PETIT À PETIT, L’OISEAU DÉFAIT SON NID… par François Leclerc

Billet invité

Il est de bon ton d’afficher discrètement sa satisfaction dans les milieux financiers européens. Si tous les espoirs sont permis, autant ne pas trop s’en réjouir. Au prétexte de la nouvelle donne impulsée par Donald Trump, l’entrée en vigueur des mesures de régulation en attente d’application va pouvoir être étalée dans le temps en Europe. Pour commencer.

Le calendrier actuel prévoit ainsi que les exigences en capital des banques de Bâle 3 devront être totalement remplies en 2019 et que les normes TLAC et MREL attendront 2022 pour être pleinement appliquées. La nouvelle norme comptable IFRS9, de fort impact sur les provisions pour risque, devrait tout particulièrement bénéficier dans cette attente d’un généreux étalement. Au final, « la prime de risque réglementaire devrait enfin décroître » comme croit pouvoir affirmer Julien de Saussure, gérant obligataire chez Edmond de Rothschild Asset Management 1. Ne manquent que les réserves sur les réserves pour que l’expression de sa circonspection soit parfaite.

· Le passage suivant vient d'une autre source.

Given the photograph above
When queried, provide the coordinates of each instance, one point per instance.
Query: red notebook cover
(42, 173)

Bâle 4, c’est fini ! se félicitent mezzo voce les mêmes financiers qui le brandissaient hier comme un épouvantail : la mesure phare bloquée le mois dernier par les gouvernements allemand et français est en cours d’amendement, autant dire d’enterrement. Une modification du calcul de la pondération du risque des actifs détenus par les banques allait, si rien n’y mettait le holà, fâcheusement accroître l’obligation de détention de leurs fonds propres et diminuer encore leur rentabilité 2. Happy end ! de nouveaux calibrages du plancher de cette pondération sont en négociation afin de leur redonner des marges de manœuvre. On ne demandera pas ce qu’elles en feront.

Certes, des ombres subsistent encore au tableau, comme la très délicate question du risque souverain, qu’il est urgent d’aborder avec des pincettes. Il ne faudrait pas revenir sur le grand pragmatisme dont il a magistralement été fait preuve lors du sauvetage de la banque italienne Monte dei Paschi di Siena, en ignorant avec superbe le cadre de l’Union bancaire.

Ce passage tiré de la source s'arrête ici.